The Times, perhaps realizing its stringer’s claim was bogus, never followed up. In fact, it has allowed Adler, an innocent man, to suffer a life of ignominy without a word of responsibility or regret for helping to perpetuate an indisputable lie.
ESPN has stuck with its absurd cover story hoping it just goes away, though Shroff’s “guerrilla tactics” was, like Adler’s, a self-evident application of a useful expression. ESPN knows to take any punitive action against Shroff would be both overtly ridiculous and indefensibly wrong. But Adler? Let him rot.
What still can be undone — a public, liberating apology — persists as a matter of grotesque and inhumane unprincipled principle.
Venus Williams? The celebrated social-justice activist took a pass. It didn’t concern her, even if she could have saved Adler from such a hideous injustice. ESPN’s most noted tennis voices, including otherwise opinionated John McEnroe and Chris Evert? Not a word.
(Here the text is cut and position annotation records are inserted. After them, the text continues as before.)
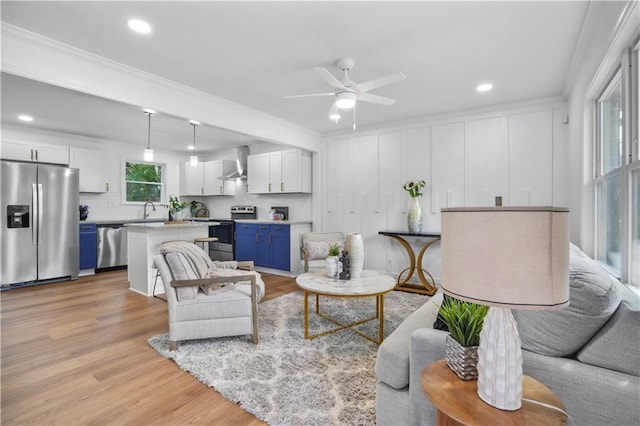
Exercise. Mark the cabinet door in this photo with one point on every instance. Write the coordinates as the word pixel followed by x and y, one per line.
pixel 263 242
pixel 193 179
pixel 93 169
pixel 246 242
pixel 291 171
pixel 25 151
pixel 280 247
pixel 275 172
pixel 258 174
pixel 88 252
pixel 52 154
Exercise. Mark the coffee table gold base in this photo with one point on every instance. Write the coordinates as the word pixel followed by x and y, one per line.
pixel 341 326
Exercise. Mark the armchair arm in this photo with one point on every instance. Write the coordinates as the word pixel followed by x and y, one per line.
pixel 215 280
pixel 246 265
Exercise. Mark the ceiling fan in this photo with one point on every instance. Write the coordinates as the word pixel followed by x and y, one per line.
pixel 348 92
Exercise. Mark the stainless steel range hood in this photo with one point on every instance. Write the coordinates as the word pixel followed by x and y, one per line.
pixel 241 165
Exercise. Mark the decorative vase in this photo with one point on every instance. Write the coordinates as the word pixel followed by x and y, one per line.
pixel 355 246
pixel 414 216
pixel 333 266
pixel 461 360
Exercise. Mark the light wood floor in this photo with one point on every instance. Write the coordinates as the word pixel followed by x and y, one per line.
pixel 76 353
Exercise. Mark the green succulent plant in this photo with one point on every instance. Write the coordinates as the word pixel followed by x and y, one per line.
pixel 334 250
pixel 464 320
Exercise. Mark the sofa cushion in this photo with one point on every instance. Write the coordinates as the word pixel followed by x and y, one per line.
pixel 392 363
pixel 181 270
pixel 616 345
pixel 594 298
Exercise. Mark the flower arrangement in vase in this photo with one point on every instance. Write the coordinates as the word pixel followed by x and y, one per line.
pixel 414 214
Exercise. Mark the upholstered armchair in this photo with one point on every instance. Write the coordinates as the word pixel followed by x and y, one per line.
pixel 315 249
pixel 224 303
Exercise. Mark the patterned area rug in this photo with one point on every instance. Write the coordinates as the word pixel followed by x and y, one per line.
pixel 287 380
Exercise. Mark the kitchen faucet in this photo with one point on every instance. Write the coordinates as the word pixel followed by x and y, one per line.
pixel 145 214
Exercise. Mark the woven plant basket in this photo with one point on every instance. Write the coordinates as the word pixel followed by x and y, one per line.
pixel 461 360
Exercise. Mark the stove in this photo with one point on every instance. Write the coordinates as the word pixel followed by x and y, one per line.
pixel 224 248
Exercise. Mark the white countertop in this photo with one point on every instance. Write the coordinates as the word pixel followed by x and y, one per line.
pixel 274 222
pixel 162 225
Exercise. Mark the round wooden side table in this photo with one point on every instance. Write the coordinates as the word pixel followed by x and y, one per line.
pixel 457 401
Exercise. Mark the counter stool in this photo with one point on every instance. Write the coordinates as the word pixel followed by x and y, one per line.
pixel 202 240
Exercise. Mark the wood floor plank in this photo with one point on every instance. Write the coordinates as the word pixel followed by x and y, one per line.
pixel 77 353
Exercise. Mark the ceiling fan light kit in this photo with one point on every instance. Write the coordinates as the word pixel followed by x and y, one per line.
pixel 347 92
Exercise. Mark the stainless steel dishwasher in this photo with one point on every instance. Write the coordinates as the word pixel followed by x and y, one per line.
pixel 112 245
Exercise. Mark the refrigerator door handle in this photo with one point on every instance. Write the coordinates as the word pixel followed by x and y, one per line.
pixel 34 203
pixel 40 209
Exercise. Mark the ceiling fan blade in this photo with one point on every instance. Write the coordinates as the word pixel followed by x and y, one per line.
pixel 309 95
pixel 329 78
pixel 368 97
pixel 382 81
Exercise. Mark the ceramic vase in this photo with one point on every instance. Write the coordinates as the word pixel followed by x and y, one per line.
pixel 355 246
pixel 333 266
pixel 414 215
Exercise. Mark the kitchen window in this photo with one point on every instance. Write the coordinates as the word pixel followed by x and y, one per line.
pixel 143 182
pixel 617 171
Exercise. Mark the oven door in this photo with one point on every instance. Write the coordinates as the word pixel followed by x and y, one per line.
pixel 224 232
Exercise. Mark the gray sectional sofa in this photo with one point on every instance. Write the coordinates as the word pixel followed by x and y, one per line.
pixel 587 353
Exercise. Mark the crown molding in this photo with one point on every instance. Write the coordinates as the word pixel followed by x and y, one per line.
pixel 31 55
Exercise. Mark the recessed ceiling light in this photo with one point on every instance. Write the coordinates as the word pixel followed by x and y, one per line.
pixel 485 87
pixel 139 26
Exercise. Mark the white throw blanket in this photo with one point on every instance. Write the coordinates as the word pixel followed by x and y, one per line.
pixel 197 258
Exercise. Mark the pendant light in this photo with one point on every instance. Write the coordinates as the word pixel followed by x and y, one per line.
pixel 193 160
pixel 148 152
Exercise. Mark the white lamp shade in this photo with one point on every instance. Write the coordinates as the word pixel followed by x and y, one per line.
pixel 515 257
pixel 148 154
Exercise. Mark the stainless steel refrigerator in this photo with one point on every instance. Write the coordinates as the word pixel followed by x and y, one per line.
pixel 39 227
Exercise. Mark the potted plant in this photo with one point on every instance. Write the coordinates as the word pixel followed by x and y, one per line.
pixel 332 260
pixel 175 206
pixel 464 321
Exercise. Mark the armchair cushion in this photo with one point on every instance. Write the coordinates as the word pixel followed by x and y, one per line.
pixel 181 270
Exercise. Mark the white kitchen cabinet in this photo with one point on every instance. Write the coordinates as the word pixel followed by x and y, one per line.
pixel 202 180
pixel 277 172
pixel 93 169
pixel 41 153
pixel 192 182
pixel 258 174
pixel 215 186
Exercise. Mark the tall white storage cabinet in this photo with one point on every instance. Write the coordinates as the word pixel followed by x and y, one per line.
pixel 93 169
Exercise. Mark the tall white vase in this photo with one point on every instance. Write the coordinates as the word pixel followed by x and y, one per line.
pixel 355 246
pixel 414 216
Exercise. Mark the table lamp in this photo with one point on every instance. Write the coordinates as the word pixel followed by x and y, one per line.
pixel 505 257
Bold and edgy Nike? Silence. The sports media? Too frightened to even mildly protest the injustice suffered by a man so wrongly accused of racism, thus hardly a peep.
But if you think I’ve grown tired of trying to free an innocent man from a cruel and unjust conviction, six years and counting, I’m not. I won’t. I can’t. What if that had happened to me? And in a world gone nuts …
Meanwhile the transparent double-standard justice system within ESPN persists.
Last year, football analyst Robert Griffin III slipped on the air while referencing critics of black Eagles QB Jalen Hurts, calling them “j–aboos.”
Know what happened to Griffin for something well worth ESPN’s action? Nothing. Know what happened to Adler for nothing? Everything.
We’re left to conclude that TV’s graphics departments are where network execs place their otherwise unemployable sons-in-law.
SNY on Thursday scrolled the college football news that Miami was playing “Wildcats.” As reader Alan Hirschberg wrote, could SNY have been more vague? There are numerous four-year colleges nicknamed the Wildcats. In this case, it wasn’t Kentucky, Arizona, Kansas State or Northwestern.
It was the Bethune-Cookman Wildcats. Of course.
For sheer, insulting gall, there is the Padres’ $350 million man Manny Machado. A talented but self-admitted laggard — running to first, he said, is “not my cup of tea” — he has long been a boastful, self-entitled, thin-skinned minimalist. Last week, he was accused of being a divisive force among teammates.
His response: “I know that I’ve gone above and beyond for everyone. I will always go above and beyond for everyone. I think everybody knows that. I go out there and I pour my heart and soul into a team. … Ultimately, I know what I bring to the team. I know what I’ve always brought to the team.”
Hey, Manny, we know that you know, that we know better. A lot better.
Under Roger Goodell, the Jets and Giants now play at the same time more often even when not playing each other. As Goodell said, “It’s all about our fans.”
Brian G., a reader from L.I., needs our help. He wants to know what Fox’s Mark Schlereth was talking about when, with the Cardinals up 7-0 Sunday, he said the following:
“The Giants need to put Arizona on the defensive side of the offense, right?”
Defensive side of the offense? That’s the kind of thing football analysts who talk too much say. TV is now loaded with them.
Adam Amin, Schlereth’s partner, screamed after every play as if he’d never before seen a completed pass.
In the third quarter, a short pass to Giants TE Darren Waller was described by Amin as “caught in space.” The two defenders who were right there to tackle him filled most of that space.
On CBS’s Raiders-Bills game, Hollerin’ Kevin Harlan hollered during and after every play, so much so that valuable analyst Trent Green had little room to speak. Harlan was too busy shouting to engage him.
With five minutes left and the Bills up 38-10, CBS stuck with the game until its long determined end. CBS simultaneously had more competitive games winding down — Chiefs-Jaguars, Chargers-Titans — to show. But perhaps there were still some prop bets to determine.